From:   Thomas Gleixner <tglx@linutronix.de>
To:     "Tian, Kevin" <kevin.tian@intel.com>,
        Jason Gunthorpe <jgg@nvidia.com>
Cc:     "Jiang, Dave" <dave.jiang@intel.com>,
        Logan Gunthorpe <logang@deltatee.com>,
        LKML <linux-kernel@vger.kernel.org>,
        Bjorn Helgaas <helgaas@kernel.org>,
        Marc Zygnier <maz@kernel.org>,
        Alex Williamson <alex.williamson@redhat.com>,
        "Dey, Megha" <megha.dey@intel.com>,
        "Raj, Ashok" <ashok.raj@intel.com>,
        "linux-pci@vger.kernel.org" <linux-pci@vger.kernel.org>,
        Greg Kroah-Hartman <gregkh@linuxfoundation.org>,
        Jon Mason <jdmason@kudzu.us>, Allen Hubbe <allenbh@gmail.com>,
        "linux-ntb@googlegroups.com" <linux-ntb@googlegroups.com>,
        "linux-s390@vger.kernel.org" <linux-s390@vger.kernel.org>,
        Heiko Carstens <hca@linux.ibm.com>,
        Christian Borntraeger <borntraeger@de.ibm.com>,
        "x86@kernel.org" <x86@kernel.org>, Joerg Roedel <jroedel@suse.de>,
        "iommu@lists.linux-foundation.org" <iommu@lists.linux-foundation.org>
Subject: RE: [patch 21/32] NTB/msi: Convert to msi_on_each_desc()
In-Reply-To: <BN9PR11MB527619B099061B3814EB40408C719@BN9PR11MB5276.namprd11.prod.outlook.com>
References: <8c2262ba-173e-0007-bc4c-94ec54b2847d@intel.com>
 <87pmqg88xq.ffs@tglx> <df00b87e-00dc-d998-8b64-46b16dba46eb@intel.com>
 <87k0go8432.ffs@tglx> <f4cc305b-a329-6d27-9fca-b74ebc9fa0c1@intel.com>
 <878rx480fk.ffs@tglx>
 <BN9PR11MB52765F2EF8420C60FD5945D18C709@BN9PR11MB5276.namprd11.prod.outlook.com>
 <87sfv2yy19.ffs@tglx> <20211209162129.GS6385@nvidia.com>
 <878rwtzfh1.ffs@tglx> <20211209205835.GZ6385@nvidia.com>
 <8735n1zaz3.ffs@tglx> <87sfv1xq3b.ffs@tglx>
 <BN9PR11MB527619B099061B3814EB40408C719@BN9PR11MB5276.namprd11.prod.outlook.com>
Date:   Fri, 10 Dec 2021 13:13:18 +0100
Message-ID: <87lf0sy7xd.ffs@tglx>
MIME-Version: 1.0
Content-Type: text/plain
Precedence: bulk

Kevin,

On Fri, Dec 10 2021 at 07:29, Kevin Tian wrote:
>> From: Thomas Gleixner <tglx@linutronix.de>
>>   4) For the guest side we agreed that we need an hypercall because the
>>      host can't trap the write to the MSI[-X] entry anymore.
>
> To be accurate I'd like to not call it "can't trap". The host still traps the 
> MSI/MSI-X entry if the hypercall is not used. This is for current guest 
> OS which doesn't have this hypercall mechanism. For future new guest
> OS which will support this machinery then a handshake process from
> such guest will disable the trap for MSI-X and map it for direct guest
> access in the fly.

Right. What I'm suggesting is a clear cut between the current approach,
which obviously needs to be preserved, and a consistent new approach
which handles MSI, MSI-X and IMS in the exactly same way.

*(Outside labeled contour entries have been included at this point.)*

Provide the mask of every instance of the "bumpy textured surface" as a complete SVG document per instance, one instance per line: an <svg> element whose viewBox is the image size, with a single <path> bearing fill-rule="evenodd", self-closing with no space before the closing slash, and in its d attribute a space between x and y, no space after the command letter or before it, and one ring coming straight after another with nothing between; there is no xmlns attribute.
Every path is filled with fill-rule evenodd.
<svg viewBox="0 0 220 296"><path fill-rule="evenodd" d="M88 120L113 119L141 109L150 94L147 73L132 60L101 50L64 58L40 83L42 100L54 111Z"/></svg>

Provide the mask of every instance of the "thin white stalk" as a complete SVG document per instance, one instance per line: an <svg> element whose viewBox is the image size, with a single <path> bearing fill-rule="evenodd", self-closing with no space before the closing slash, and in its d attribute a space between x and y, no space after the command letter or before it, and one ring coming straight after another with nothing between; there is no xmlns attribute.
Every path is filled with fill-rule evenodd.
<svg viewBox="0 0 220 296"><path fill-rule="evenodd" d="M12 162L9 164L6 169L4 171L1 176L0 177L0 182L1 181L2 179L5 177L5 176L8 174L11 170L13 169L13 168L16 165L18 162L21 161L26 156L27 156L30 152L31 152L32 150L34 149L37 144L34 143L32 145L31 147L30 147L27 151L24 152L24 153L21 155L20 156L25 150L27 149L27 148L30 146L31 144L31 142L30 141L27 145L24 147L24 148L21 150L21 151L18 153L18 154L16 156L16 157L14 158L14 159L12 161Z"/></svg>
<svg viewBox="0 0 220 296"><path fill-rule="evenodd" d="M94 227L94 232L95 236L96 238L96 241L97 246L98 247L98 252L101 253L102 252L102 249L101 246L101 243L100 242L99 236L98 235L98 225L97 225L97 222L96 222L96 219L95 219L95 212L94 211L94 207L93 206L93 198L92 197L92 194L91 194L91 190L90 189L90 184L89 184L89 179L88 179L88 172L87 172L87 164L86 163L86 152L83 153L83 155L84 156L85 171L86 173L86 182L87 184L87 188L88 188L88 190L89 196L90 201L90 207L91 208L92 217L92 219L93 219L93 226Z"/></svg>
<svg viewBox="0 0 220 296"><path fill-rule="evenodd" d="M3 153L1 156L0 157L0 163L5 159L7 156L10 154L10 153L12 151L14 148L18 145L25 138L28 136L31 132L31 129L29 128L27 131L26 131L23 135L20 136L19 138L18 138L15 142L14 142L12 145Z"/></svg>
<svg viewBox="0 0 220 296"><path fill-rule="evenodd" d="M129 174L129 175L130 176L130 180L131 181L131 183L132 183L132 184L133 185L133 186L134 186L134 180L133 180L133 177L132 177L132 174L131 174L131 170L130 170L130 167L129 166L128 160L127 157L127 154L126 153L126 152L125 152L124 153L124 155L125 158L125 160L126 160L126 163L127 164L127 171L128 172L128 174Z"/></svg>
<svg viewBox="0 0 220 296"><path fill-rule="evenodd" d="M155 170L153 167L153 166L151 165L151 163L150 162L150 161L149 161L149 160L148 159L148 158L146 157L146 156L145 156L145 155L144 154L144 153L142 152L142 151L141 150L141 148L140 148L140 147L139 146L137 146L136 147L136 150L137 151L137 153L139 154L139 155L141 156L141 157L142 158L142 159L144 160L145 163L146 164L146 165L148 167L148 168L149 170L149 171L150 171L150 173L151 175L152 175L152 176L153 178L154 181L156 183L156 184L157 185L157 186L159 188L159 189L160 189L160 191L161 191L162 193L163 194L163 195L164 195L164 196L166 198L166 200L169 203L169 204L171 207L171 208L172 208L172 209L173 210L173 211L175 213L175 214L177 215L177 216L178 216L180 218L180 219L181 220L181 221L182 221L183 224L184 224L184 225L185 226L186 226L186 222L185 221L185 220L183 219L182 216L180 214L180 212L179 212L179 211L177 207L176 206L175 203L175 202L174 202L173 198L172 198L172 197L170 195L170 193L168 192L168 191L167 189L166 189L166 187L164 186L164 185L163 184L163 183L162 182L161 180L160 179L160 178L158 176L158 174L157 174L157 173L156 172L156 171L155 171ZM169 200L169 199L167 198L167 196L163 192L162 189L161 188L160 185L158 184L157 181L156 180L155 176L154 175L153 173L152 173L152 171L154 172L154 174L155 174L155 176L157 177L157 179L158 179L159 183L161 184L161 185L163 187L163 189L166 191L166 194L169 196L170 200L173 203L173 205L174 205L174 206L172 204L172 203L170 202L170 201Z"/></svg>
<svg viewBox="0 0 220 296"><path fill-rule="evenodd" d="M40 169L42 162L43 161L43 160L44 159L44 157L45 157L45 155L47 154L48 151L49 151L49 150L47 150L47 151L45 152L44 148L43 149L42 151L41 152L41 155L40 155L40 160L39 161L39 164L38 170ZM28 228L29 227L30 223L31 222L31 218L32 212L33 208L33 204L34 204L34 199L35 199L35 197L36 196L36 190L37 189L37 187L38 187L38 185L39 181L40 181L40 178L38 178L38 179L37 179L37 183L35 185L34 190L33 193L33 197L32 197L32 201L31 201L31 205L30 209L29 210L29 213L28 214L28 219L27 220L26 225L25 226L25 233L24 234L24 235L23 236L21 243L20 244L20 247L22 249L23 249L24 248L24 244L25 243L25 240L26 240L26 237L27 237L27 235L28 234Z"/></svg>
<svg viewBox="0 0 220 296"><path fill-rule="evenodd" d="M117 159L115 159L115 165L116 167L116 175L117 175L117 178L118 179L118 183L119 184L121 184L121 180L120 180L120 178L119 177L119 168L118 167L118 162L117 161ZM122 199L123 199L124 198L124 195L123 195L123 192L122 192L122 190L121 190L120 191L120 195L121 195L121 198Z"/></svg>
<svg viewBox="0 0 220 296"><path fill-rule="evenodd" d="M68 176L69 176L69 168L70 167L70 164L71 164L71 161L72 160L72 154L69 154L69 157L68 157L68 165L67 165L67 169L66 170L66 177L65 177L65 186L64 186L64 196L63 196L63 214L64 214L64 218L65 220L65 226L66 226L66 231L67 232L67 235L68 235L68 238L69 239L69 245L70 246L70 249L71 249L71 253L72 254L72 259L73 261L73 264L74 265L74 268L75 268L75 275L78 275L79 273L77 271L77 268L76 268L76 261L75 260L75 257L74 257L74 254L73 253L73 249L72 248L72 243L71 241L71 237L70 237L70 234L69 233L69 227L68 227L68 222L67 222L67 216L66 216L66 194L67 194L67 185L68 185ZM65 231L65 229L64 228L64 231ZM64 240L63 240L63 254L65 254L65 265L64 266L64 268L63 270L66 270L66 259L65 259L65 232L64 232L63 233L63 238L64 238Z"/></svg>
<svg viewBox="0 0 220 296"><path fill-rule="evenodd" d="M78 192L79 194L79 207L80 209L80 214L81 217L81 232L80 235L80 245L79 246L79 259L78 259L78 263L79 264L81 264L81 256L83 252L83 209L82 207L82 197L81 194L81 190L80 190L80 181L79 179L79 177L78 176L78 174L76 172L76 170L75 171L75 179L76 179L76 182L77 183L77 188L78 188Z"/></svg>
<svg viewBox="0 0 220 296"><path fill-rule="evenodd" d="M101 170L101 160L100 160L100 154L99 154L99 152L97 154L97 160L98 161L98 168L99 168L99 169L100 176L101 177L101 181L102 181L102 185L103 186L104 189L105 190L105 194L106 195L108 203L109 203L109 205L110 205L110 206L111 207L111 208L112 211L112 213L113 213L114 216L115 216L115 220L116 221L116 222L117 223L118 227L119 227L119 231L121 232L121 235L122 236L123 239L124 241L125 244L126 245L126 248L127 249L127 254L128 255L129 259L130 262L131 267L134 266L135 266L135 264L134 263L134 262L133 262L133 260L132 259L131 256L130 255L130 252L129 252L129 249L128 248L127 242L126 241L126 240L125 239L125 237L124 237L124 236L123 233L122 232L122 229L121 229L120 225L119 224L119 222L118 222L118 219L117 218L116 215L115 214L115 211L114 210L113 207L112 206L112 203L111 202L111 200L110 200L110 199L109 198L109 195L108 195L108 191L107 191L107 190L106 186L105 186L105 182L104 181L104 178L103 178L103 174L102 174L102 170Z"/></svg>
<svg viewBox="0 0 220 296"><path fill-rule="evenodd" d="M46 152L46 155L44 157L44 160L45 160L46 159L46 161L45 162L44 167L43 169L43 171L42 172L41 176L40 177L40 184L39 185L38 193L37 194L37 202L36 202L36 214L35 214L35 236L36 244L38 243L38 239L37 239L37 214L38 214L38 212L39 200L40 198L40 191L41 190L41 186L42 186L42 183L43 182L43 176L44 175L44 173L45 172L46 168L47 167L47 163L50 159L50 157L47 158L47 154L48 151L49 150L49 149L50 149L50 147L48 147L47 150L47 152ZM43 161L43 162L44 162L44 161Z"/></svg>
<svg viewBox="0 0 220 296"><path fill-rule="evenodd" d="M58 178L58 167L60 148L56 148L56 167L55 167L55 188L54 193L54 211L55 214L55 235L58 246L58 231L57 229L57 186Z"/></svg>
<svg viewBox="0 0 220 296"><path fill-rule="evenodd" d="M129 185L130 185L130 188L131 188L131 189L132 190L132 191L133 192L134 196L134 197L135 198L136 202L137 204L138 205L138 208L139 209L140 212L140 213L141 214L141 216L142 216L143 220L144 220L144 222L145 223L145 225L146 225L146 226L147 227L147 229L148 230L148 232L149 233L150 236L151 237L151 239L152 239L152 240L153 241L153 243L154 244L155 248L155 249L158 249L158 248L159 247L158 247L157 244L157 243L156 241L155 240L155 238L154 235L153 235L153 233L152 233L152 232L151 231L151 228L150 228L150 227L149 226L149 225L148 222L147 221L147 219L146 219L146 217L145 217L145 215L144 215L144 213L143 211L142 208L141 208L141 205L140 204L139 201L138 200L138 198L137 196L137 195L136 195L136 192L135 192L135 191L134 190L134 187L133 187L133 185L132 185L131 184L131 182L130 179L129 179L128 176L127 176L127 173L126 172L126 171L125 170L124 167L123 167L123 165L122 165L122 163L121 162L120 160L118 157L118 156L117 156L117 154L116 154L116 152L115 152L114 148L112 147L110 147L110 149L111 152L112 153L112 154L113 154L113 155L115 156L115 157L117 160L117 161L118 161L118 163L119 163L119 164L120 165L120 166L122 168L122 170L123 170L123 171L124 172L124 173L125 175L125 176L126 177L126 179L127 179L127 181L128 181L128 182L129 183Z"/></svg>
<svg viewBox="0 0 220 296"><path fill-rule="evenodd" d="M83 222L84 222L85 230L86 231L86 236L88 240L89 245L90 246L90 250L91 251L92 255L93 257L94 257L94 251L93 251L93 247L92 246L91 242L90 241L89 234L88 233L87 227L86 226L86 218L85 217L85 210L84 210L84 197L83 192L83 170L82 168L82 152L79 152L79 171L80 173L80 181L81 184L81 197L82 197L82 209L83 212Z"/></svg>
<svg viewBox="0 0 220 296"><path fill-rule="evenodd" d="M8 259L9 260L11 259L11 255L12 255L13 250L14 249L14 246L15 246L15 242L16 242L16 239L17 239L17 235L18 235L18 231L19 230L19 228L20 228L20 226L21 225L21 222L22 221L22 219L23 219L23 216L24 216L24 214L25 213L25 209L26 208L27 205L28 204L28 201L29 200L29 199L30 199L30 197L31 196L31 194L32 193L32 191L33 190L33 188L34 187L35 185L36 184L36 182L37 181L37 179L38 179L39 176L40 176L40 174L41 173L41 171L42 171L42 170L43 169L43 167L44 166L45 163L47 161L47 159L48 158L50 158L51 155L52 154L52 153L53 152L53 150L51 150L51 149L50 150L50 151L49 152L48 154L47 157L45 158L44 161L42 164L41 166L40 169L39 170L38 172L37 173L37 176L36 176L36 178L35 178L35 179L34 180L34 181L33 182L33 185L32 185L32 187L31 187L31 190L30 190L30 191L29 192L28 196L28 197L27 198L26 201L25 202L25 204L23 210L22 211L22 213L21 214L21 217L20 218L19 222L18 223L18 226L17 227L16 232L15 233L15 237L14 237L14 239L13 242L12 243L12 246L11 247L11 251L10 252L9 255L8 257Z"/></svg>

> MSI has to be always trapped although the guest has acquired the right 
> data/addr pair via the hypercall, since it's a PCI config capability.
>
>> 
>>      Aside of the fact that this creates a special case for IMS which is
>>      undesirable in my opinion, it's not really obvious where the
>>      hypercall should be placed to work for all scenarios so that it can
>>      also solve the existing issue of silent failures.
>> 
>>   5) It's not possible for the kernel to reliably detect whether it is
>>      running on bare metal or not. Yes we talked about heuristics, but
>>      that's something I really want to avoid.
>
> How would the hypercall mechanism avoid such heuristics?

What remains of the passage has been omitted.